Simon Hills, Director, Prudential Policy, UK Finance
I was delighted last week to host a UK Finance webinar on ‘Model Risk Management – Effective practices for stress testing’ with expert colleagues from KPMG and Thomson Reuters.
The Supervisory Statement is a synthesis of model risk management (MRM) good practices that the PRA has observed during the annual cyclical stress testing process, which is applied to the largest UK banks. The four principles are intended to be relevant to all model types, not only those used in a stress testing context. And similarly, the PRA’s expectation is that other banks and building societies should draw upon them, in a proportionate way, depending on their size, complexity, risk profile and the materiality of the model, as their own stress testing practices mature.
We discussed the evolution of stress testing, which is at its most advanced in the US where the Fed’s statement SR11-7 provides quite a broad definition of what a model is. It requires banks to separate out model use and development from validation and independent review, maintain an inventory of models used within the banks and ensure that an effective governance process is in place.
So, it is welcome that the PRA’s Supervisory Statement, against which banks will have to assess themselves in their ICAAP process from 2019 onwards, is broadly aligned to the Fed’s views on stress testing.
During the webinar we posed a number of questions to the audience, the answers to which reflect the relatively recent nature of the debate on model risk management in the UK. For instance, 40 per cent of respondents felt that they still had some way to go to achieve compliance with the Principles. IT infrastructures and data quality were identified as the number one challenge for banks as they implement them.
But perhaps the most interesting question asked was ‘to what extent are components of your MRM framework (e.g. model documentation, testing, inventory etc.) currently automated?’. Almost 70 per cent of those that responded said that their MRM automation processes were as yet in the foothills. Again, the weight of regulation and internal changes means that automation is a thing for the future, as simpler solutions and low-hanging fruit are currently the top priorities. The challenges for the future include grafting machine learning on to legacy systems and assurance about how machine learning reaches its conclusions – issues that are also discussed in the UK Finance Sustainable Finance in a Digital Age report released today, which discusses the benefits of using machine learning to speed up lending decisions, while potentially reducing credit risk.

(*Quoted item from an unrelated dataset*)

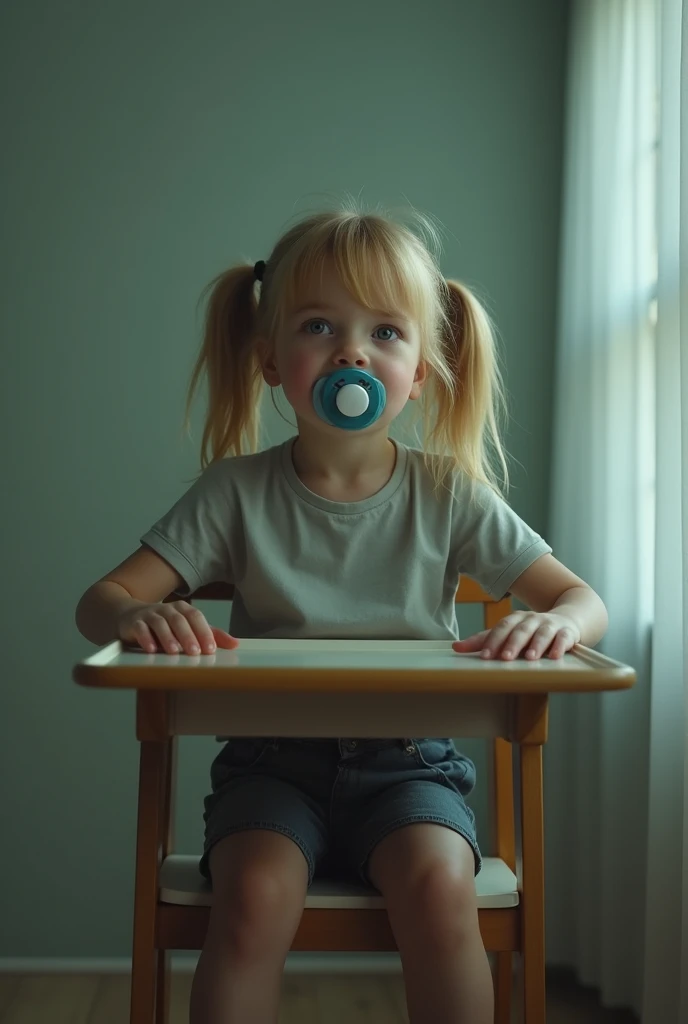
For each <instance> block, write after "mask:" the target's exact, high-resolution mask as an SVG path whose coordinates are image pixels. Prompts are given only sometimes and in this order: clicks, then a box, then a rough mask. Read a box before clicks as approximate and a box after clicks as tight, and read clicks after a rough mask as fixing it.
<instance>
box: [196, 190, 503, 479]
mask: <svg viewBox="0 0 688 1024" xmlns="http://www.w3.org/2000/svg"><path fill="white" fill-rule="evenodd" d="M414 216H415V218H416V219H417V221H418V223H419V225H420V227H421V229H423V228H425V229H426V230H427V232H428V234H429V237H430V240H431V241H434V242H436V241H437V231H436V228H435V227H434V224H433V223H432V222H431V221H430V219H429V218H428V217H426V216H424V215H423V214H420V213H418V212H416V211H414ZM328 258H330V259H333V260H334V264H335V266H336V268H337V270H338V272H339V274H340V276H341V280H342V284H343V285H344V287H345V288H346V289H347V290H348V291H349V292H350V293H351V295H352V296H353V298H354V299H355V300H356V301H357V302H358V303H359V304H360V305H362V306H365V307H368V308H377V309H394V308H397V309H403V311H404V312H405V313H406V315H408V316H411V317H412V318H413V319H414V321H415V322H416V323H417V324H418V326H419V329H420V337H421V350H420V358H421V359H424V360H426V362H427V364H428V378H427V381H426V384H425V387H424V388H423V392H422V395H421V397H420V398H419V399H418V402H417V406H418V411H419V413H420V415H421V416H422V418H423V426H424V437H425V441H424V442H423V441H421V442H420V444H419V446H420V447H421V449H422V450H423V452H424V458H425V463H426V466H427V468H428V470H429V471H430V472H431V473H432V475H433V478H434V480H435V485H436V487H439V486H440V485H441V484H442V483H443V482H444V480H445V478H446V476H447V474H449V473H451V472H453V471H456V470H459V471H461V472H463V473H464V474H466V476H467V477H468V478H469V480H470V482H471V490H472V492H473V486H474V484H475V482H476V481H480V482H482V483H484V484H487V485H488V486H489V487H491V488H492V489H493V490H494V492H496V493H497V494H498V495H502V490H501V488H500V485H499V483H498V480H497V474H496V472H494V470H493V467H492V466H491V465H490V462H489V455H490V453H489V452H488V444H489V445H491V449H492V454H493V455H496V456H497V458H498V460H499V462H500V464H501V466H502V470H503V481H504V486H505V489H506V488H508V486H509V471H508V468H507V464H506V460H505V455H504V450H503V446H502V443H501V440H500V430H499V423H498V420H499V416H500V413H502V412H504V413H506V394H505V389H504V384H503V380H502V376H501V373H500V369H499V366H498V359H497V347H496V332H494V329H493V327H492V322H491V319H490V317H489V315H488V313H487V312H486V310H485V309H484V307H483V306H482V304H481V303H480V302H479V301H478V299H477V298H476V297H475V295H474V294H473V293H472V292H471V290H470V289H469V288H468V287H467V286H466V285H464V284H462V283H461V282H459V281H445V279H444V278H443V275H442V273H441V271H440V269H439V266H438V264H437V262H436V260H435V258H434V257H433V255H432V253H431V252H430V250H429V248H428V245H426V244H425V243H424V241H423V240H422V239H421V238H420V237H419V236H418V234H417V233H416V232H415V231H414V230H413V229H411V228H410V227H407V226H406V225H405V224H402V223H400V222H399V221H398V220H393V219H392V218H391V217H389V216H388V215H384V214H382V213H363V212H360V211H357V210H356V209H355V208H353V207H352V205H351V204H342V205H341V206H340V208H339V209H336V210H332V211H326V212H319V213H315V214H312V215H310V216H307V217H304V218H303V219H301V220H300V221H299V222H298V223H297V224H296V225H295V226H293V227H292V228H291V229H289V230H288V231H287V232H286V233H285V234H283V237H282V238H281V239H279V241H278V242H277V243H276V245H275V246H274V249H273V250H272V252H271V253H270V255H269V257H268V258H267V260H266V261H265V269H264V274H263V280H262V283H261V284H260V285H258V284H257V282H256V281H255V279H254V267H253V264H249V263H246V264H244V263H242V264H239V265H236V266H232V267H230V268H229V269H227V270H224V271H223V272H222V273H221V274H219V276H217V278H215V280H214V281H212V282H211V283H210V284H209V285H208V287H207V288H206V290H205V291H204V293H203V296H202V298H203V297H205V296H206V295H207V296H208V301H207V307H206V315H205V331H204V335H203V340H202V345H201V351H200V353H199V356H198V358H197V360H196V365H195V367H193V371H192V375H191V379H190V382H189V385H188V393H187V398H186V411H185V419H184V425H185V427H186V428H187V429H188V423H189V409H190V406H191V401H192V397H193V393H195V391H196V388H197V385H198V383H199V381H200V378H201V375H202V374H203V372H204V371H206V372H207V376H208V389H209V390H208V410H207V415H206V420H205V425H204V431H203V440H202V447H201V466H202V471H203V470H205V469H206V468H207V466H208V465H210V463H211V462H215V461H217V460H218V459H222V458H224V457H225V456H226V455H227V454H229V455H233V456H241V455H245V454H251V453H254V452H256V451H258V447H259V430H260V403H261V398H262V394H263V389H264V386H266V385H265V383H264V381H263V377H262V372H261V367H260V361H259V358H258V352H257V346H256V339H257V338H258V337H263V338H265V339H266V340H267V341H268V343H270V342H271V341H272V340H273V339H274V338H275V336H276V334H277V333H278V332H279V330H281V327H282V324H283V322H284V317H285V316H286V314H287V313H288V311H289V309H290V308H291V304H292V303H293V302H294V300H295V299H296V298H297V297H298V296H299V295H300V294H302V293H301V289H302V286H303V284H304V282H306V281H307V280H308V279H309V278H310V274H311V273H312V271H313V270H314V269H316V268H317V267H322V265H324V263H325V261H326V259H328ZM257 291H258V295H256V293H257ZM275 408H276V407H275ZM208 449H210V452H211V458H209V457H208V453H207V450H208ZM437 455H439V456H442V457H444V458H439V459H438V458H436V456H437Z"/></svg>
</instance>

Overcoming those challenges should bring rich rewards as automated documentation and the use of challenger model benchmarking or auto validation for statistical models becomes more prevalent.
We live on the brink of significant progress in the introduction of machine learning and artificial intelligence to modelling. The webinar concluded that machine learning will be more accepted and adopted by banks only once regulators themselves become more au fait with the benefits, and risks, that they can bring. UK Finance will be at the forefront of encouraging this dialogue.